Currently only the institute's address is used in the default template, but future extensions will be based on this convention.

Semantic citations

Understanding the reason a citations is included in scholarly articles usually requires natural language processing of the article. However, navigating the current literature landscape can be improved and by having that information accesible and in a machine-readable form. Pandoc-scholar supports the CiTO ontology, allowing authors to specify important meta-information on the citation directly while writing the text. The property is simply prepended to the citation key, separated by a colon: @<property>:citationKey.

The following table contains all supported keywords and the respective CiTO properties. Authors are free to use the short-form, the full-length property, or any of the alternatives listed below (i.e., all word in a row denote the property and have the same effect).

CiTO property Keyword alternatives
agrees_with agrees_with agree_with
citation
cites
cites_as_authority authority as_authority
cites_as_data_source data_source as_data_source
cites_as_evidence evidence as_evidence
cites_as_metadata_document metadata as_metadata_document
cites_as_recommended_reading recommended_reading as_recommended_reading
disputes
documents
extends
includes_excerpt_from excerpt excerpt_from
includes_quotation_from quotation quotation_from
obtaines_background_from background background_from
refutes
replies_to
updates
uses_data_from data_from data
uses_method_in method method_in

Example:

DNA strands form a double-helix [@evidence:watson_crick_1953].

License

Copyright © 2016–2021 Albert Krewinkel and Robert Winkler except for the following components:

  • HTML template: © 2016 Andrew G. York and Diana Mounter
  • dkjson: © 2010-2013 David Heiko Kolf
  • lua-filters: © 2017-2021 Albert Krewinkel, John MacFarlane, and contributors.

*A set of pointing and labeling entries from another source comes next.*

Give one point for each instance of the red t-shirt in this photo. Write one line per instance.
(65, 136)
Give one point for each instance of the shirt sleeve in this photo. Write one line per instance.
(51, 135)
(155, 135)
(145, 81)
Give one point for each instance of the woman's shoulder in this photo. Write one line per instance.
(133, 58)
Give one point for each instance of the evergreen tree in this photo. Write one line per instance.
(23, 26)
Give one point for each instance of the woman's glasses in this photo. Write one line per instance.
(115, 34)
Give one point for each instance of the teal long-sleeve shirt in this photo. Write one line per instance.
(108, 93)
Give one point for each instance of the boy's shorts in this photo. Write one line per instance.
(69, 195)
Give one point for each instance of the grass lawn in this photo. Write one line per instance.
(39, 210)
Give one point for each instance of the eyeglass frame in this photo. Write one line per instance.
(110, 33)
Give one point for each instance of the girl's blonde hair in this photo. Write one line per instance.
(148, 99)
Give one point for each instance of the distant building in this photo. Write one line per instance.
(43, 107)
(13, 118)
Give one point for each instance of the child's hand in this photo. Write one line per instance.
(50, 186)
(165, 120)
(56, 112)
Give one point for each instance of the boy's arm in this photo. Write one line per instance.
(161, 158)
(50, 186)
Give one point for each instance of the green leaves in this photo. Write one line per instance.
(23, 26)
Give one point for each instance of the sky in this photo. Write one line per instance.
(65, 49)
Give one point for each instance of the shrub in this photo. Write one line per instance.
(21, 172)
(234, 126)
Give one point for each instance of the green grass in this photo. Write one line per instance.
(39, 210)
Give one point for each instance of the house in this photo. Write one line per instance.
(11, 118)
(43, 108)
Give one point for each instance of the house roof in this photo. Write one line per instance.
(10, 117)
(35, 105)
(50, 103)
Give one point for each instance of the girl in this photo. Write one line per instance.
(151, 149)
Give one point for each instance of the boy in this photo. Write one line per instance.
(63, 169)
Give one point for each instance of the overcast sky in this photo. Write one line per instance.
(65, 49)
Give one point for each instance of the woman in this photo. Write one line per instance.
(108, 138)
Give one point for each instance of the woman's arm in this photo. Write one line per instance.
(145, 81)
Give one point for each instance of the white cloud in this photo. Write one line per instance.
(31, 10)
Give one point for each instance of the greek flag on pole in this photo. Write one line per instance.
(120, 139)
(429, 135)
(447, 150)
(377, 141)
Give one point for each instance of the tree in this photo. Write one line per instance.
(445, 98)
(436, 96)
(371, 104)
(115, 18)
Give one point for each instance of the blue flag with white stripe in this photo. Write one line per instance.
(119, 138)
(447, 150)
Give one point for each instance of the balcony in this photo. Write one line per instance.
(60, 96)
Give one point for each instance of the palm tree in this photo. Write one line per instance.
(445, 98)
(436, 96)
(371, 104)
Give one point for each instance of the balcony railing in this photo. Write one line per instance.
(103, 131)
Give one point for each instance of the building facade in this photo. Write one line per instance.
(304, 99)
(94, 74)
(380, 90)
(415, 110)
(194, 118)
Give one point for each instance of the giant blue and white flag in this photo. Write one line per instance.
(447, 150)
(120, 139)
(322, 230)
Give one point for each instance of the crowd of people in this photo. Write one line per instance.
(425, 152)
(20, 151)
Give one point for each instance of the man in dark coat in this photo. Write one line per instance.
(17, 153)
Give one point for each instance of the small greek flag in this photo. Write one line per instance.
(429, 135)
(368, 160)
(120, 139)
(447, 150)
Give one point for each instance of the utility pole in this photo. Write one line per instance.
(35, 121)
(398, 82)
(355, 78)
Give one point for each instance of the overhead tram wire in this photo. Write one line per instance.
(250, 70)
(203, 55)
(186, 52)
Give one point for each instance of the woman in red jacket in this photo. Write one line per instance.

This program is free software; you can redistribute it and/or modify it under the terms of the GNU General Public License as published by the Free Software Foundation; either version 2 of the License, or (at your option) any later version.

This program is distributed in the hope that it will be useful, but WITHOUT ANY WARRANTY; without even the implied warranty of MERCHANTABILITY or FITNESS FOR A PARTICULAR PURPOSE. See the GNU General Public License for more details.

You should have received a copy of the GNU General Public License along with this program; if not, write to the Free Software Foundation, Inc., 51 Franklin Street, Fifth Floor, Boston, MA 02110-1301 USA.